The Third Circuit’s decision marked a departure from the majority of both federal maritime and state law cases, see, e.g., Devries v. Gen. Elec. Co., 188 F. Supp. 3d at 456 n.5 (summarizing appellate precedent on the bare metal defense in nationwide asbestos cases at the time the Eastern District of Pennsylvania multi-district litigation court adopted the bright-line rule in Conner); Walls v. Ford Motor Co., 160 A.3d 1135 & n.10 (Del. 2017) (declining to address the issue but collecting state and federal district court cases applying a bright-line bare metal defense), thereby potentially opening the floodgates for claims against previously protected manufacturers. And while the Third Circuit’s analysis turned on a unique principle of federal maritime law (i.e., the protection of sailors), it seems the state law tide is turning in the same direction.

For example, in 2016, Washington’s Supreme Court walked back from its previous application of a bright-line bare metal defense (on which Judge Robreno relied when he adopted the bright-line rule in 2012 in Conner). See Macias v. Saberhagen Holdings, Inc., 175 Wash. 2d 402 (Wash. 2012) (under Washington law, manufacturer of asbestos-free product may be liable where intended use of device is what causes the asbestos exposure, under chain of distribution exception). Also in 2016, New York’s highest court rejected a bright-line bare metal defense for failure to warn claims against a manufacturer that knew the Navy would use its asbestos-free products with asbestos-based products, In re New York City Asbestos Litig., 27 N.Y.3d 765, 793-803 (N.Y. 2016) (setting forth the rule, under New York law, that “the manufacturer of a product has a duty to warn of the danger arising from the known and reasonably foreseeable use of its product in combination with a third-party product which, as a matter of design, mechanics or economic necessity, is necessary to enable the manufacturer’s product to function as intended.”), and Oregon’s intermediate appellate court held similarly, McKenzie v. A.W. Chesterson Co., 277 Or. App. 728, 750 (Or. Ct. App. 2016) (rejecting bright-line bare metal defense to strict liability and negligence claims).

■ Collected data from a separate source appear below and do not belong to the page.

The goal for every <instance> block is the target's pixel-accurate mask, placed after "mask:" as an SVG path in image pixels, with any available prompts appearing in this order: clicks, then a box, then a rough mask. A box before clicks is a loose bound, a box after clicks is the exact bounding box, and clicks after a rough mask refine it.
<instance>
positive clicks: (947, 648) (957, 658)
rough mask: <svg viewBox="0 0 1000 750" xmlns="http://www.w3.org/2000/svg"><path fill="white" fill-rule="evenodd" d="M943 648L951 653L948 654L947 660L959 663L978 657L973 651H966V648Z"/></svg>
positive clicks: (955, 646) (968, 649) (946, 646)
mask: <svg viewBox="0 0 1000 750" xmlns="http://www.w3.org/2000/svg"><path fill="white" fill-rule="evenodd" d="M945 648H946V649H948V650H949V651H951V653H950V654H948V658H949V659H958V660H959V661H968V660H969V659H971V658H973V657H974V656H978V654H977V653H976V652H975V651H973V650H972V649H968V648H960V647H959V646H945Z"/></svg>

Further developments are forthcoming; addressing a defendant-manufacturer’s appeal from a denied post-trial motion for judgment under the bare metal defense, the Third Circuit recently submitted certified questions to the Pennsylvania Supreme Court concenring the availability of, and the appropriate test for, the bare metal defense under Pennsylvania law. See In re: Asbestos Prod. Liab. Litig. (No. VI), 873 F.3d at 235 n.2. As the Pennsylvania Supreme Court has accepted the question, see In re: Asbestos Prod. Liab. Litig. (No. VI) Crane Co., No. 110 EM 2017 (Pa. Oct. 26, 2017), we will report back on its answers and the evolving landscape (and waters) of the bare metal defense.